If a CEO is spending millions on company shares, it’s often worth investigating the stock further. CEOs tend to have an intimate understanding of their businesses and are usually way ahead of analysts and portfolio managers when it comes to revenue and earnings trends.
In this report, we are going to highlight a large CEO buy at Netflix Inc (NFLX:US). Netflix is an American company that provides streaming services. Operating in 190 countries, it currently has over 200 million paid memberships globally. The company is listed on the NASDAQ Global Select Market and has a market capitalization of $170.6 billion at present.
Netflix Inc: Insider Buying
Our data shows that between January 27 and January 28, Netflix Founder and Co-CEO Reed Hastings bought 51,440 NFLX shares at an average price of $388.83 per share. The purchase cost the insider approximately $20 million.

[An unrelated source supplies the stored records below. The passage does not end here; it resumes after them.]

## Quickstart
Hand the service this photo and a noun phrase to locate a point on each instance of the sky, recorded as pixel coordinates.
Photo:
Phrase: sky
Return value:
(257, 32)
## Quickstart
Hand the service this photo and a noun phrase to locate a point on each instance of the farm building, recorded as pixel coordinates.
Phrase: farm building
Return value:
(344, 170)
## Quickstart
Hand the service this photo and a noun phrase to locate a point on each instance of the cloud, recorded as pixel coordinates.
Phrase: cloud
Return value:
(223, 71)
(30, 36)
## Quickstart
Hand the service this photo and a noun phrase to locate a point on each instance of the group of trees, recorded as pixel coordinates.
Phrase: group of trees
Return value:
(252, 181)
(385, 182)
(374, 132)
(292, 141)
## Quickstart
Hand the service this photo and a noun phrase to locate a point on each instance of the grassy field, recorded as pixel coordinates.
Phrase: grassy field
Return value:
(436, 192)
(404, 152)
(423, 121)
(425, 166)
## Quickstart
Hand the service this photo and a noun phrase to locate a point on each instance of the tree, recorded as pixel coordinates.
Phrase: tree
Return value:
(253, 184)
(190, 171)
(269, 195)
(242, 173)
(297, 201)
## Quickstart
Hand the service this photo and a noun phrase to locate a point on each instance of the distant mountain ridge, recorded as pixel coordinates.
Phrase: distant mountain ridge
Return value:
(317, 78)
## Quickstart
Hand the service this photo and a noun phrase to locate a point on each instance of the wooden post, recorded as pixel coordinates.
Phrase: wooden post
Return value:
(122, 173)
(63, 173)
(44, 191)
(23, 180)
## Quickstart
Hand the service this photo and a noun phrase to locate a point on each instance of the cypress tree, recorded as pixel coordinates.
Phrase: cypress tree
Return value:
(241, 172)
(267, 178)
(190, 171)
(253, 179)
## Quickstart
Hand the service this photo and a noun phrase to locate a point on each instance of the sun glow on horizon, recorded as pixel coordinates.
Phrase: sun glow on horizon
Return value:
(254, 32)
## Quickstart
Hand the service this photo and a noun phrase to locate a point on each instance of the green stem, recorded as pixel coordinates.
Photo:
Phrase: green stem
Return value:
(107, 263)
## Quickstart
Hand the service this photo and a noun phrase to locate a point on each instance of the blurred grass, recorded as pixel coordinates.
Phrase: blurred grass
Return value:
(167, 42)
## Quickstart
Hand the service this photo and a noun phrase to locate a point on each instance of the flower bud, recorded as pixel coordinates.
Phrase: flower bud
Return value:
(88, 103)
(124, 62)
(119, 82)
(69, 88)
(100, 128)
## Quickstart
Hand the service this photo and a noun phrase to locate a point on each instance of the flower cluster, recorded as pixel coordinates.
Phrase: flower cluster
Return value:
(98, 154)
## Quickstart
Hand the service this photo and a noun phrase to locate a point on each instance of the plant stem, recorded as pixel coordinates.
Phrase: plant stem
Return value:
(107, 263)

First Insider Purchase Since 2019
This trading activity is worth highlighting due to the fact that insider purchases at Netflix are not very common. Our records show that this purchase represents the first buy from an insider since August 2019.
It also represents the first open-market purchase from Mr. Hastings ever. This indicates that the insider – who co-founded the company back in 1997 – sees considerable value in the stock right now.
Netflix stock recently plummeted after the company posted its results for the final quarter of 2021. Investors didn’t like the fact that subscriber additions were lower than expected, and that guidance for Q1 2022 was underwhelming.
However, overall, the results didn’t look too bad. For the year, revenue came in at $29.7 billion, up 19% year on year. Meanwhile, net income amounted to $5.1 billion, up from $2.7 billion a year earlier. These numbers suggest that the growth story here is still intact. It’s worth noting that management was relatively optimistic about the future. “We’re optimistic about our long-term growth prospects as streaming supplants linear entertainment around the world,” wrote the company in its results.
After the recent share price fall, the valuation on the stock is not that demanding. With analysts expecting earnings of $11 for 2022, the P/E ratio is now around 38. This is attracting value hunters. For example, Bill Ackman – who runs Pershing Square Capital Management – recently spent over $1 billion on the stock.
In light of the big share price fall, and the lower valuation, we see the insider buying here as a bullish indicator. It suggests that the Co-CEO expects the stock to bounce back.